Full Fourth Circuit Urged to Dump ‘Habitual Drunkard’ Law

RICHMOND, Va. (CN) – A group of homeless Virginians went before the en banc Fourth Circuit on Wednesday hoping to overturn a state law that targets public alcohol consumption by “habitual drunkards.”

“The law clearly demonstrates it is targeting [the plaintiffs] because of their homeless status,” said Jonathan L. Marcus, a lawyer with New York-based Skadden Arps who argued on behalf of the group before the Richmond, Virginia-based federal appeals court.  

He said the law results in violations of several constitutional rights. But that approach had not persuaded a federal judge who dismissed the case in February 2017.

The law dates back to the 1930s and creates a system for someone to be brought before a judge and classified a “habitual drunkard” after it is proven they cannot safely consume alcohol and are hurting themselves or the community.

Earning this status makes it against the law to possess or drink alcohol in public. Marcus argued the law could possibly impact those who have homes but has been more often used to “sweep up homeless people from parks.”

“All Virginians can drink alcohol except homeless people who have been convicted under this crime,” the attorney said Wednesday morning, stressing the disparaging treatment his clients allegedly faced.

But members of the 15-judge Fourth Circuit panel were quick to pepper Marcus with questions, most often pointing to the ability of the law to impact more than just homeless people.

“People with homes can still be charged,” said U.S. Circuit Judge G. Steven Agee, a George W. Bush appointee. “You could have 10 homes and still be charged.”

But Marcus fired back and said homeowners have the choice to drink in private.

U.S. Circuit Judge Harvie Wilkinson, a Ronald Reagan appointee, noted another hole in the homeless peoples’ argument – those subject to disparate impact claims must be a member of a protected class and being homeless is not a protected class.

“Every law has a disparate impact on someone,” he said, noting if the court considered the impact of every law in that light it could lead to a “wide-open” interpretation.  

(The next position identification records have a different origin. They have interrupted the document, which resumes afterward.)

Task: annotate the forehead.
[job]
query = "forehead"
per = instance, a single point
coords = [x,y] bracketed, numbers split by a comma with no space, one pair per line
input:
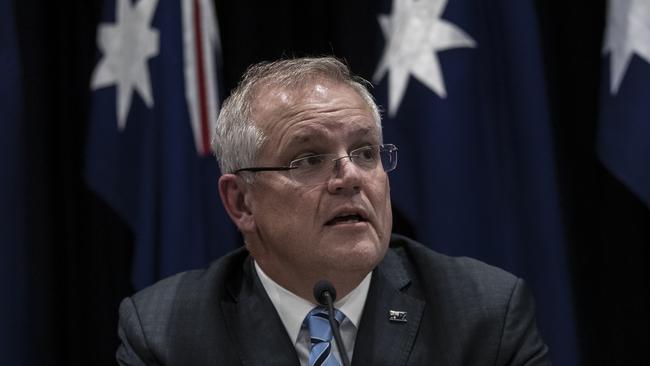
[318,110]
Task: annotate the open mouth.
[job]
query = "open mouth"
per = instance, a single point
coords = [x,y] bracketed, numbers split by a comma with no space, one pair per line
[346,219]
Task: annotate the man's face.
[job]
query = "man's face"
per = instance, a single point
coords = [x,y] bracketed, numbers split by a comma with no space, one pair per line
[314,231]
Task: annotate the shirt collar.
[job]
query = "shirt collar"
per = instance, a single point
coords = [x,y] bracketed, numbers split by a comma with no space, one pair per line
[293,309]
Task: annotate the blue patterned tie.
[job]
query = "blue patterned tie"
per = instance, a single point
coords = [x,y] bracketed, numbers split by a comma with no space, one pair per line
[320,334]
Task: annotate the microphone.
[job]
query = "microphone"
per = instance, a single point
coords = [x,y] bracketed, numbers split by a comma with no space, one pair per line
[325,294]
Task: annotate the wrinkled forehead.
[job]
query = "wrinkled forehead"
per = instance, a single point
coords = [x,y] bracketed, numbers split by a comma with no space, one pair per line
[318,110]
[273,98]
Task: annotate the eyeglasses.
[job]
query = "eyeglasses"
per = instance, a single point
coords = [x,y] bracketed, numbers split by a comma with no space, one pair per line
[315,169]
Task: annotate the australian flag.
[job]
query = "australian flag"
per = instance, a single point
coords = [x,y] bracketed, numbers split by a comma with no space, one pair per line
[155,103]
[15,320]
[466,104]
[624,129]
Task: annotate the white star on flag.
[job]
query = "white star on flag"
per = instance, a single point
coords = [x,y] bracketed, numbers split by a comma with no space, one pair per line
[127,45]
[414,34]
[628,33]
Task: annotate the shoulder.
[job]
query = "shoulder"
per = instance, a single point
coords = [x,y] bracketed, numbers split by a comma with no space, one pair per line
[149,317]
[454,284]
[425,264]
[488,310]
[195,283]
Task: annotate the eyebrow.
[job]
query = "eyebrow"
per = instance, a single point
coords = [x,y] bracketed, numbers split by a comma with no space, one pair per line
[312,133]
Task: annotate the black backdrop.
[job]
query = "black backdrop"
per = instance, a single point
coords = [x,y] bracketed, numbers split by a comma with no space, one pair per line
[79,250]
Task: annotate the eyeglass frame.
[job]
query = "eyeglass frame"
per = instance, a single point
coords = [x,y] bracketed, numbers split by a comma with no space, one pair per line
[390,147]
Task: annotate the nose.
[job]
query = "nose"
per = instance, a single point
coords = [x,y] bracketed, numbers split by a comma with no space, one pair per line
[347,177]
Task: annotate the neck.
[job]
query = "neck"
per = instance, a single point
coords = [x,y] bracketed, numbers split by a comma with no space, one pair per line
[303,284]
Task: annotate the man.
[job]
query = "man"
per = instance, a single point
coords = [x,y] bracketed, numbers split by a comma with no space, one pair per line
[306,183]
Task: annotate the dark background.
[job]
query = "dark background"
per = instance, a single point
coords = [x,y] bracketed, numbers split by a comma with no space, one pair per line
[79,250]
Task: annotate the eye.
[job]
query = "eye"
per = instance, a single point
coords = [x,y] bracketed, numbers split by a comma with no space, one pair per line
[308,162]
[366,154]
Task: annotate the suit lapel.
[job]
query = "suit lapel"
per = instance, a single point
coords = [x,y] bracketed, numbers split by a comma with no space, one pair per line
[381,341]
[255,325]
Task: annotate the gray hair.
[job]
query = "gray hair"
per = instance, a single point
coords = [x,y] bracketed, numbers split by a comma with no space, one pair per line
[238,139]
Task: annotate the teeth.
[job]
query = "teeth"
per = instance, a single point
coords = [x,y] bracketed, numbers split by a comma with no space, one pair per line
[346,218]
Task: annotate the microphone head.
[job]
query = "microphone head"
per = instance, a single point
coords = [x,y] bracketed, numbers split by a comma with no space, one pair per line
[320,288]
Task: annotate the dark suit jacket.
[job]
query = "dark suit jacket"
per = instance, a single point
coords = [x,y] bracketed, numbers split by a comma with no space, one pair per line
[459,312]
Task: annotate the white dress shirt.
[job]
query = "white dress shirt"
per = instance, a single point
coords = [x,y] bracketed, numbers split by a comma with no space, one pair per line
[293,309]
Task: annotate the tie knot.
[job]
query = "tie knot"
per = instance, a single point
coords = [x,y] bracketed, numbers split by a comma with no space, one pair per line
[318,324]
[320,334]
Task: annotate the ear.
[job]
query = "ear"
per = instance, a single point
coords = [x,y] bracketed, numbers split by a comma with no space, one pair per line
[233,191]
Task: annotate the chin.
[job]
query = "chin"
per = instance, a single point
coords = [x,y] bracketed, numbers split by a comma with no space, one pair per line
[359,255]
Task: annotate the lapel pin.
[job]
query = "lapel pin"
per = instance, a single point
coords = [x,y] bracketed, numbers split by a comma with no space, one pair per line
[397,316]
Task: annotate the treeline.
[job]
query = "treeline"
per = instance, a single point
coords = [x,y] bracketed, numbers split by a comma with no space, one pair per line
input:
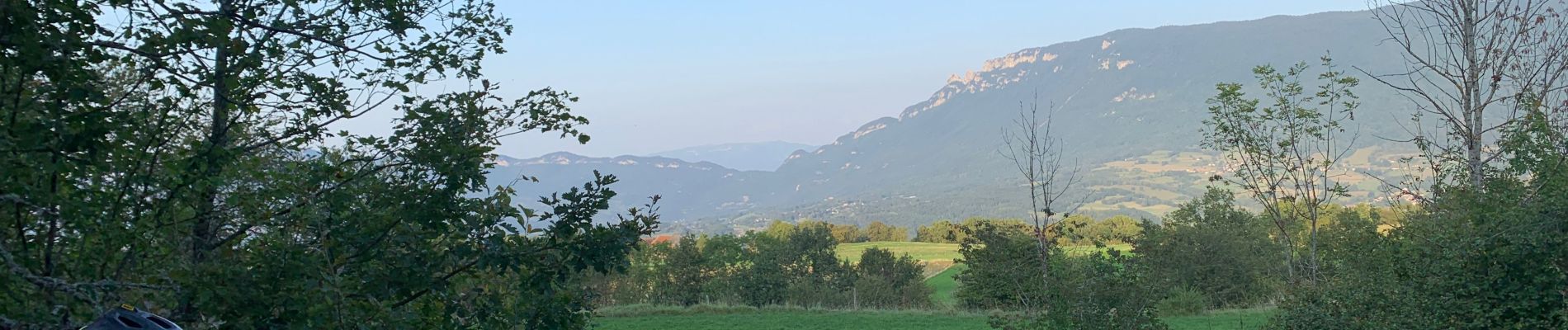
[784,265]
[1207,254]
[1078,230]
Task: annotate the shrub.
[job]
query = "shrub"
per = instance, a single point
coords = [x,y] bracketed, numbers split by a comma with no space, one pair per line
[1183,302]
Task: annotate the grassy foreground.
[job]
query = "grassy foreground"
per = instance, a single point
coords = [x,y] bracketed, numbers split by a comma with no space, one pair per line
[942,285]
[786,318]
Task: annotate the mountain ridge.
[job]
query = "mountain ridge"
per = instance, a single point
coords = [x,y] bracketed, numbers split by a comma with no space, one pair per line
[1131,97]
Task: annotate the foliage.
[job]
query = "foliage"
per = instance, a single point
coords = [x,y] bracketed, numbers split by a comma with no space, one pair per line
[1004,270]
[1470,258]
[1214,248]
[1183,302]
[1285,152]
[759,270]
[157,150]
[890,282]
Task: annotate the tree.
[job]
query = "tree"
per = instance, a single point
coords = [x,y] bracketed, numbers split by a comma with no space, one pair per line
[1003,272]
[890,282]
[1212,246]
[687,270]
[154,150]
[1285,153]
[938,232]
[1037,155]
[1471,64]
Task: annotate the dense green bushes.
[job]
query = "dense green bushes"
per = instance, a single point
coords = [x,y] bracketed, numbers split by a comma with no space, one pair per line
[1216,249]
[784,266]
[1084,291]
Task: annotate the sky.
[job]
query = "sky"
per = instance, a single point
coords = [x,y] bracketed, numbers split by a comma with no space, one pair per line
[662,75]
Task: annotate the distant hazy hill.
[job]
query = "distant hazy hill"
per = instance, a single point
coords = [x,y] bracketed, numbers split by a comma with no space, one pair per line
[1131,108]
[742,157]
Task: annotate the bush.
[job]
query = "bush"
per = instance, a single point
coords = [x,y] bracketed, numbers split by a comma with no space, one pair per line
[1183,302]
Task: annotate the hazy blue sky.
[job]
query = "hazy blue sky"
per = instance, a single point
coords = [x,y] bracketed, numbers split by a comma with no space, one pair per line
[659,75]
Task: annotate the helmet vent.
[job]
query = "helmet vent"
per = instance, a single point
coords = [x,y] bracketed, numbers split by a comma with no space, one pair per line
[160,321]
[127,323]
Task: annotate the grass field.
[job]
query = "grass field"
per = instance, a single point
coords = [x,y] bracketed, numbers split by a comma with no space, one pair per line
[942,318]
[942,285]
[714,318]
[919,251]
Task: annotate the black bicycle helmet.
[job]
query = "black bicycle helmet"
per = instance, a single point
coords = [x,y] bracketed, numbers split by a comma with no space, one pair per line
[129,318]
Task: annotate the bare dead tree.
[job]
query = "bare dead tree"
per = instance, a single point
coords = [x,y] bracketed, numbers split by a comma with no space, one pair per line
[1038,158]
[1471,64]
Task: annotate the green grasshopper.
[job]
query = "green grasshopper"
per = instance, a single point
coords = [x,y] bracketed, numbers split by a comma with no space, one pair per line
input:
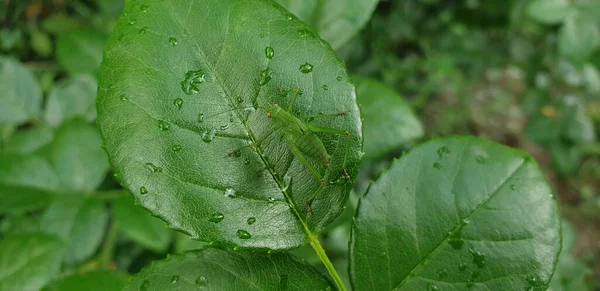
[301,139]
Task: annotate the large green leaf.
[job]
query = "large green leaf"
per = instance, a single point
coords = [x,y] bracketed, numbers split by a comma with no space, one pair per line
[91,281]
[456,213]
[137,223]
[216,269]
[336,21]
[78,221]
[28,261]
[388,120]
[70,98]
[181,109]
[21,95]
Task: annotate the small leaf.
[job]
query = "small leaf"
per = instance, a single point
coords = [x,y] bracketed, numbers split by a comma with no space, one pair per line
[336,21]
[21,93]
[389,122]
[549,11]
[484,217]
[136,223]
[78,221]
[216,269]
[28,261]
[73,97]
[91,281]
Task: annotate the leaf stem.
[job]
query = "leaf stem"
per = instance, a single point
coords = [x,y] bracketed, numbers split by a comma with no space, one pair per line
[316,245]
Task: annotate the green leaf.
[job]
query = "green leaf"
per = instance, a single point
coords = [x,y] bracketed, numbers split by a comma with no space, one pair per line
[389,122]
[78,221]
[91,281]
[578,38]
[21,94]
[455,213]
[73,97]
[336,21]
[136,223]
[77,157]
[28,261]
[80,51]
[216,269]
[549,11]
[167,89]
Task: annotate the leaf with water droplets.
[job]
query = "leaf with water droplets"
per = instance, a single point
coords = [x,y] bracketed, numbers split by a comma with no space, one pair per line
[461,221]
[226,160]
[215,269]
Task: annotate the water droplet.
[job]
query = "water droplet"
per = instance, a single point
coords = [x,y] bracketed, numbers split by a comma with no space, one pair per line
[265,76]
[443,152]
[201,281]
[229,192]
[243,234]
[178,102]
[153,168]
[269,52]
[478,258]
[174,279]
[306,68]
[209,135]
[191,82]
[216,217]
[163,125]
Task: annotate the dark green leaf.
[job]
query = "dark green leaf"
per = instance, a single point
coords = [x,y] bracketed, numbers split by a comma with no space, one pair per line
[181,108]
[137,224]
[73,97]
[80,51]
[389,122]
[91,281]
[21,94]
[78,221]
[336,21]
[456,213]
[77,157]
[216,269]
[28,261]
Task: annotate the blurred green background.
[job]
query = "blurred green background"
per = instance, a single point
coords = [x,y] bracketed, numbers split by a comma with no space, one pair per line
[523,73]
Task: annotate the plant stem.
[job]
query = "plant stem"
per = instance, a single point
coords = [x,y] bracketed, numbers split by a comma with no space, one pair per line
[314,242]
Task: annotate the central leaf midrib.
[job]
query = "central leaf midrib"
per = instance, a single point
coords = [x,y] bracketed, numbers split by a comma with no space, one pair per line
[477,208]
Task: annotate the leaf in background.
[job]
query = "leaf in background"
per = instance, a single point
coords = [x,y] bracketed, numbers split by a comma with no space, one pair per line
[137,224]
[21,94]
[28,261]
[216,269]
[91,281]
[73,97]
[578,38]
[77,157]
[28,140]
[336,21]
[80,51]
[549,11]
[78,221]
[388,121]
[181,102]
[456,213]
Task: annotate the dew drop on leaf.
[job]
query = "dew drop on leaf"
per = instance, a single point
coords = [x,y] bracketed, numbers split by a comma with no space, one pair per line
[192,81]
[306,68]
[243,234]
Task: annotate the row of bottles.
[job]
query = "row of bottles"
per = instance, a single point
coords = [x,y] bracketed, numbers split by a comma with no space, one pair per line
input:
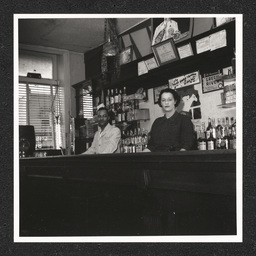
[134,141]
[220,136]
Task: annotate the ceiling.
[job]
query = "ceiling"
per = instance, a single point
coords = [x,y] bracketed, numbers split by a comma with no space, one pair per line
[73,34]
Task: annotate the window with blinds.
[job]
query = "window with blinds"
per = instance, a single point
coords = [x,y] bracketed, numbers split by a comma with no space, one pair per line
[42,106]
[41,101]
[87,106]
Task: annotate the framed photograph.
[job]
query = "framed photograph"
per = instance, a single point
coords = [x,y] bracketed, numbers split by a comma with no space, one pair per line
[165,52]
[157,91]
[182,28]
[210,82]
[126,55]
[151,63]
[185,51]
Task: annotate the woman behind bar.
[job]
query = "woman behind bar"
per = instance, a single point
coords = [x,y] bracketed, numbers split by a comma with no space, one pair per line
[173,131]
[106,140]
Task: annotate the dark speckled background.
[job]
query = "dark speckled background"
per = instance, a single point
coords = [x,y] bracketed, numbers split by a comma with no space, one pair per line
[8,8]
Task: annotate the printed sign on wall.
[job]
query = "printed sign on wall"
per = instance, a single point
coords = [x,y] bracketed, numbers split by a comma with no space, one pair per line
[211,82]
[185,80]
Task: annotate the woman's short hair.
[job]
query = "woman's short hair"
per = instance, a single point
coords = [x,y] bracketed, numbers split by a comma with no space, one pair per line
[173,92]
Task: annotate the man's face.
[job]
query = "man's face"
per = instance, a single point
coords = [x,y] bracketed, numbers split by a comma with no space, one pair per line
[102,118]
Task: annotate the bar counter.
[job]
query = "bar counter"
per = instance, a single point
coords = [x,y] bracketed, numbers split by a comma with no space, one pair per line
[176,193]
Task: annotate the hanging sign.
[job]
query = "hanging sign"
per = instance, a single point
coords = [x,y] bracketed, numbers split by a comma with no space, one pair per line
[185,80]
[211,82]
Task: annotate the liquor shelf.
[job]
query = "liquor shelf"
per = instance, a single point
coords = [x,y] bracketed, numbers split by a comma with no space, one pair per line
[176,193]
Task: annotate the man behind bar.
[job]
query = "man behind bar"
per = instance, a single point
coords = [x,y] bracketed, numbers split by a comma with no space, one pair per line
[106,140]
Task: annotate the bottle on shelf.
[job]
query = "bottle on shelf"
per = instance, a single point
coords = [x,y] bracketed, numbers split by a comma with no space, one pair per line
[201,141]
[116,96]
[124,95]
[112,97]
[119,114]
[120,96]
[107,99]
[123,113]
[210,142]
[219,132]
[234,136]
[208,129]
[213,128]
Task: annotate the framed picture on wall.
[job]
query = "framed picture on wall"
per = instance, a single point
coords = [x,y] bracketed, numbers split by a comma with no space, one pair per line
[211,82]
[126,55]
[157,90]
[165,52]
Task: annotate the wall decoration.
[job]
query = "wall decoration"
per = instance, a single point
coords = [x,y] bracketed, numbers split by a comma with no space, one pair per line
[177,28]
[190,102]
[185,51]
[157,91]
[185,80]
[165,52]
[212,42]
[211,82]
[142,68]
[151,63]
[222,20]
[126,55]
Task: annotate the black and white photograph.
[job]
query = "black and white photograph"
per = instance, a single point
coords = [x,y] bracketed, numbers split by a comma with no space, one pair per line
[95,160]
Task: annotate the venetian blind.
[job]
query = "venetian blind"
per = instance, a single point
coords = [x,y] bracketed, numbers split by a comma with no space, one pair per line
[42,106]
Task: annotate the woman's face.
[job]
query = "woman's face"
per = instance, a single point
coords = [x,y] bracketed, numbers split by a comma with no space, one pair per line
[168,102]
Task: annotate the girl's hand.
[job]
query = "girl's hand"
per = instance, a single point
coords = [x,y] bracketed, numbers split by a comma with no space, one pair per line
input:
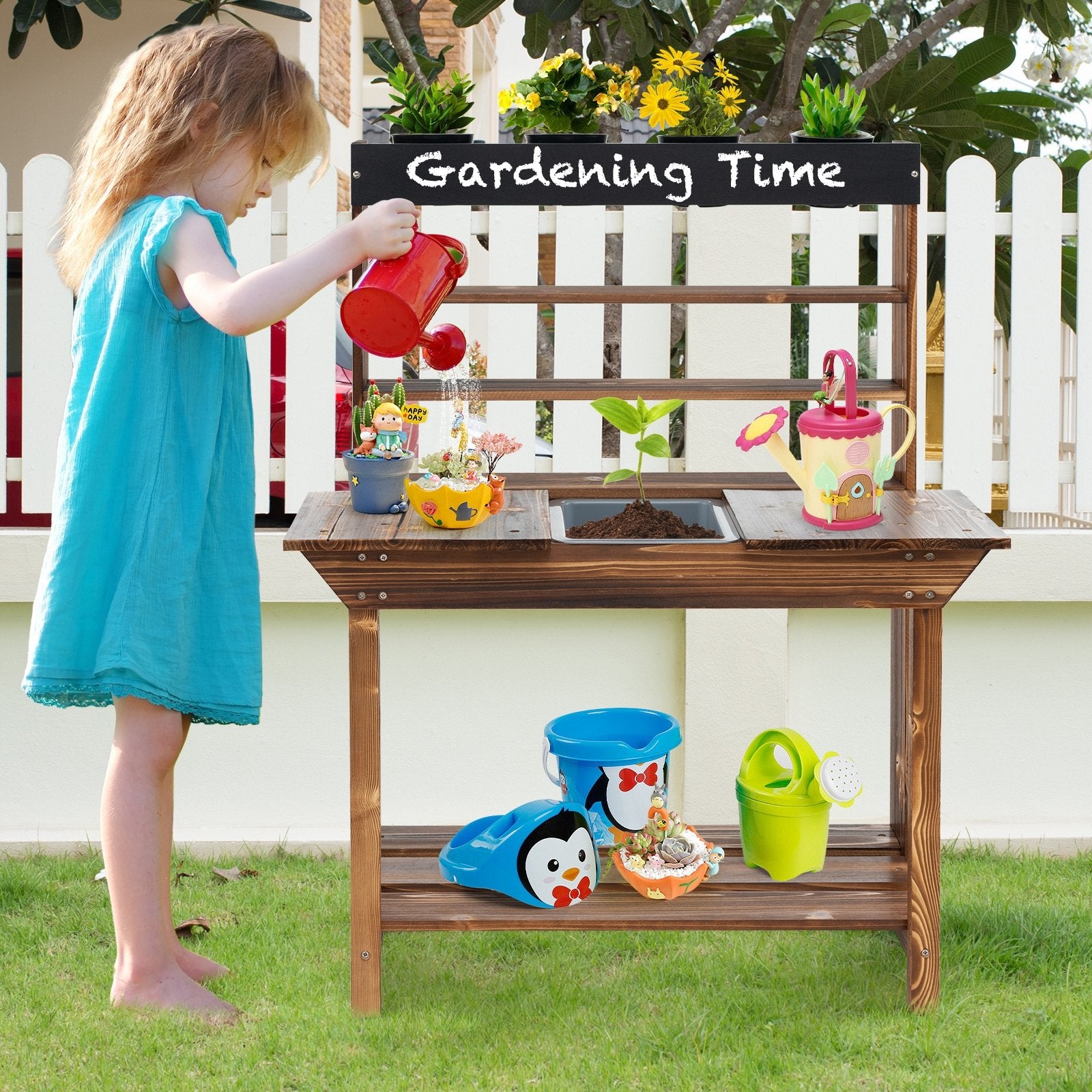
[386,229]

But the judges were just as hard on Virginia.

When Assistant Solicitor General Matthew McGuire discussed the state’s power to regulate “dangerous drugs,” Chief U.S. Circuit Roger Gregory, a George W. Bush appointee, questioned such a description being used on a legal and “socially acceptable” substance.

U.S. Circuit Judge Barbara Milano Keenan, a Barack Obama appointee, said the language of the law, such as how you determine when someone is a habitual drunkard, lends itself to a vagueness problem.

When Marcus alluded to the statute possibly being a little bit vague, she quipped, “That’s like being a little bit pregnant.”

But Keenan took more issue with the sentencing enhancement attached to the law. She said someone without the habitual drunkard status would only face a $250 fine for being drunk in public, but someone with this status faces up to a year in jail.

Despite the barrage of questions, McGuire stressed the law was constitutional because it still required an act to be convicted: drinking in public and the person “showing himself” to be unable to safely consume alcohol. The habitual drunkard status, he said, is given after judicial review of the case.  

Judge Wilkinson also seemed hesitant to rule in a way that would either impact alcohol laws or supersede legislative authority. McGuire cited recent legislative attempts to overturn the law, which further fueled the judge’s concerns.

As the case had been dismissed in the district court, Wilkinson expressed concerns that remanding the case for discovery could lead to more detailed studies to measure the impact of the law – something usually reserved for lawmakers.  

The judges did not indicate when they might rule on the matter.